Yet we live in a society that continues to tell us that our top priority – sometimes our very being – is the work we do, the success we have in our careers, and the fame and fortune we accumulate. In our consumerist society, we’d expect that this would not only keep us consuming to look successful, but do what it actually does – make relationships less important than what increases our capital.
Of course, we can’t live here without an income and income is now based on how much we’re willing to sacrifice for the company. Americans have the least vacation time of anyone in the developed world and aren’t even taking the time-off they’ve earned.
Americans don’t have the mandatory vacation or paid family and sick leave time Europeans have to give us the space to nurture relationships. Instead, our public policy has focused on how to increase business earnings.
The workplace has even become the major location for relationships because it dominates our waking time. It’s no wonder that so many affairs begin there with people we feel we’ve become closest.
Work becomes so central to so many lives that it’s difficult for many to retire when they should. I’ve even talked to people who are afraid to retire. Without that job, we’re stuck with what we haven't developed of our non-work relationships and what we work-centeredly call “outside” activities.

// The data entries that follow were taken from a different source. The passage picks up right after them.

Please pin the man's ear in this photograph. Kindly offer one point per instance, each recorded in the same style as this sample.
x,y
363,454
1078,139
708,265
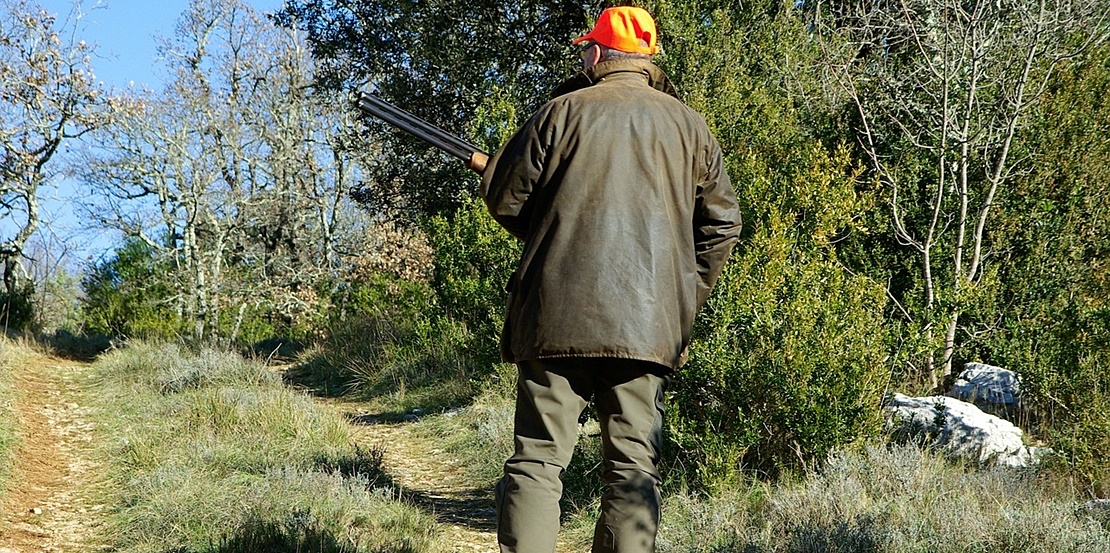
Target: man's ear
x,y
593,54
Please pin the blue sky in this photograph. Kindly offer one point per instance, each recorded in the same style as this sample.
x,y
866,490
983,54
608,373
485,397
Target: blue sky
x,y
124,33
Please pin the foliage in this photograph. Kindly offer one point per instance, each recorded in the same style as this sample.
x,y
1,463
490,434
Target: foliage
x,y
440,60
938,91
474,259
125,295
1056,291
787,361
192,433
17,308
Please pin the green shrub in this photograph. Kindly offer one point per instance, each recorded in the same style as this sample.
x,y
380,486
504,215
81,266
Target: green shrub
x,y
127,295
17,309
474,258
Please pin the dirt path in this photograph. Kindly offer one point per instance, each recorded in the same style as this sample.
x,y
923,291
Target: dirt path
x,y
49,505
427,476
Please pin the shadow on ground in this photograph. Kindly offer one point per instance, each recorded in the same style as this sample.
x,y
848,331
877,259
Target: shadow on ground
x,y
473,509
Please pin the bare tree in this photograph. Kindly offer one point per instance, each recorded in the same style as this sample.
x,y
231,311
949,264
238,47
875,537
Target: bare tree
x,y
941,89
48,96
236,171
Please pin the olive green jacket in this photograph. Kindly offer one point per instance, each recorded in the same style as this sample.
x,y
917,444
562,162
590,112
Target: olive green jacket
x,y
627,215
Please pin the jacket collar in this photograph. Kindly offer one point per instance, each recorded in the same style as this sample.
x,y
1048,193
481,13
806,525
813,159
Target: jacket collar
x,y
656,78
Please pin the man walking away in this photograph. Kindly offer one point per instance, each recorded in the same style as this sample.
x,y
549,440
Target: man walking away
x,y
619,194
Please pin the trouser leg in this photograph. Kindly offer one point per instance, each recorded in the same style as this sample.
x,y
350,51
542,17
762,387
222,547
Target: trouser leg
x,y
546,426
629,404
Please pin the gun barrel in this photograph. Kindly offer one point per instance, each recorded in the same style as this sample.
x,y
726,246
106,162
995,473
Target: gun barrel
x,y
416,127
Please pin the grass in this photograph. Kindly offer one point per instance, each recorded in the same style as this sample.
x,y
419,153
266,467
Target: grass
x,y
393,368
866,500
210,452
11,353
895,500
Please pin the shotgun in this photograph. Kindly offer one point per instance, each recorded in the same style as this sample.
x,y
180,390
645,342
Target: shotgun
x,y
475,159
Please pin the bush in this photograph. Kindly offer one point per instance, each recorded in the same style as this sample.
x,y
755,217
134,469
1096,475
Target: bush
x,y
125,295
17,309
474,258
209,452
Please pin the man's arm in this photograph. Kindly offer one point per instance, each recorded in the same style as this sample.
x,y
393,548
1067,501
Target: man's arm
x,y
511,174
716,223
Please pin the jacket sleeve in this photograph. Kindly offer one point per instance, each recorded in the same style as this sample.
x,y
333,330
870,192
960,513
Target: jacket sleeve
x,y
512,174
716,222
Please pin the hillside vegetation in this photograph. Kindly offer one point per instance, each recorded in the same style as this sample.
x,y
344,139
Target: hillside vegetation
x,y
921,185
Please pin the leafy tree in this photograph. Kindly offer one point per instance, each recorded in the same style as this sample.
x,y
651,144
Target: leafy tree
x,y
1053,282
128,294
789,357
940,90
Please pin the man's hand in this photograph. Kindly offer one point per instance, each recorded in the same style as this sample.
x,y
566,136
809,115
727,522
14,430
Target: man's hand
x,y
477,162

As a university department chairperson, when we hired new faculty, I cautioned them not to make the university their life. Like any corporation, it would take advantage of them and some day spit them out with a few tokens while ready to move on without them, eventually saying: "Who was that?"

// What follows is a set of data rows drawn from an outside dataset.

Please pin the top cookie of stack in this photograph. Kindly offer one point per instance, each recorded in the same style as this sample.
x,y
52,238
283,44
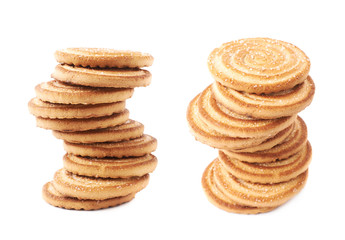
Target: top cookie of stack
x,y
261,77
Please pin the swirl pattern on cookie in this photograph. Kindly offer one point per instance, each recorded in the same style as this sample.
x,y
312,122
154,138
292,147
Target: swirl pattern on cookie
x,y
128,130
110,167
273,172
43,109
82,124
291,145
266,106
83,187
110,77
219,199
130,148
228,122
259,65
103,58
53,197
257,194
207,135
59,92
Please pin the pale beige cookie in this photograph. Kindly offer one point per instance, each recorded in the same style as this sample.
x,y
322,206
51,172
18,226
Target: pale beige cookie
x,y
53,197
82,124
291,145
110,77
257,194
273,172
103,58
128,130
225,121
110,167
270,142
203,133
130,148
59,92
220,200
259,65
43,109
266,106
81,187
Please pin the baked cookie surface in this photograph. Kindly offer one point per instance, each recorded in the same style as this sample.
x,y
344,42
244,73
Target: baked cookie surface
x,y
53,197
83,187
259,65
130,148
59,92
103,58
110,77
128,130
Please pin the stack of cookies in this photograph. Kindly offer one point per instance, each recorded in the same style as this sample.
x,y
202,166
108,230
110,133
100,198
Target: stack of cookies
x,y
108,157
250,113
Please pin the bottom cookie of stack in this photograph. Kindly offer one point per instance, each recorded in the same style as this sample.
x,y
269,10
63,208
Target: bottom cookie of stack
x,y
239,196
78,192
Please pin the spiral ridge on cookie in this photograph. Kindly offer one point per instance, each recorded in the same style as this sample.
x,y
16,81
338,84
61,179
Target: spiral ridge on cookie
x,y
250,114
266,106
55,198
59,92
228,122
259,65
108,157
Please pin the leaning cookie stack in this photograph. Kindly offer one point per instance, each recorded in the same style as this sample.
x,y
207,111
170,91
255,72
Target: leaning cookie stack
x,y
108,157
250,114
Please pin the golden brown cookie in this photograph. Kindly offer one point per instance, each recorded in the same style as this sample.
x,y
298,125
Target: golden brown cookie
x,y
266,106
81,187
203,133
273,172
53,197
128,130
110,77
291,145
82,124
225,121
219,199
257,194
43,109
110,167
130,148
259,65
60,92
103,58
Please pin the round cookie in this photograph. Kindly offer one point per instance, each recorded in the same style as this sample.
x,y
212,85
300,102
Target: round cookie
x,y
273,172
128,130
266,106
219,199
257,194
103,58
83,187
43,109
259,65
110,77
53,197
59,92
290,146
110,167
130,148
223,120
83,124
203,133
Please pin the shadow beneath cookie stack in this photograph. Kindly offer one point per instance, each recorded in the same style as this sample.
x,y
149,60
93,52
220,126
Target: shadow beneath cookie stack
x,y
108,157
250,113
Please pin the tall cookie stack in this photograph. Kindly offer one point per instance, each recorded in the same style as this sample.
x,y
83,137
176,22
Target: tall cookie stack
x,y
250,114
108,157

Work demands so much energy and attention that we’re tired when we get back home and need what’s left of weekends to recover from it, much less get the other business and requirements of living done. We fall into habits that assist our recovery, as escapes we don’t do just for fun -- alcohol, drugs, sports, etc.
The pressure to fall adoringly in line is immense. “Compensation” is based on it as well as reputation, self-definition, admiration and self-acceptance.
We’re considered sane if we believe there are none. We’re considered anti-business if we propose government alternatives to this thinking.
And yet along with poverty, the culture’s hyper-work-ethic is one of the top factors hurting the ability to nurture long-lasting relationships. Unless it’s challenged, our friendships and partnered relationships will suffer, playing a distant second fiddle to how we make money.
The question is how can it be fought, or at least mitigated. And the answer is that it has to be a conscious decision and process.
First, it has to be accepted as a problem. Everything in our profit-oriented, coping-oriented, not human-oriented and healing-oriented, society wants to minimize this issue. Society prefers denial.
Second, because this is counter-cultural, we’re going to really need to believe that this is the path we should be on. If we don’t, we have made our choice - accepting the false cultural teaching that we can instead have it all. We are looking at the road less traveled here.
Third, we’ll have to consciously prioritize our relationships over our careers. Sons, daughters, granddaughters, grandsons, nieces and nephews grow up before we know it. Our loves will age and die.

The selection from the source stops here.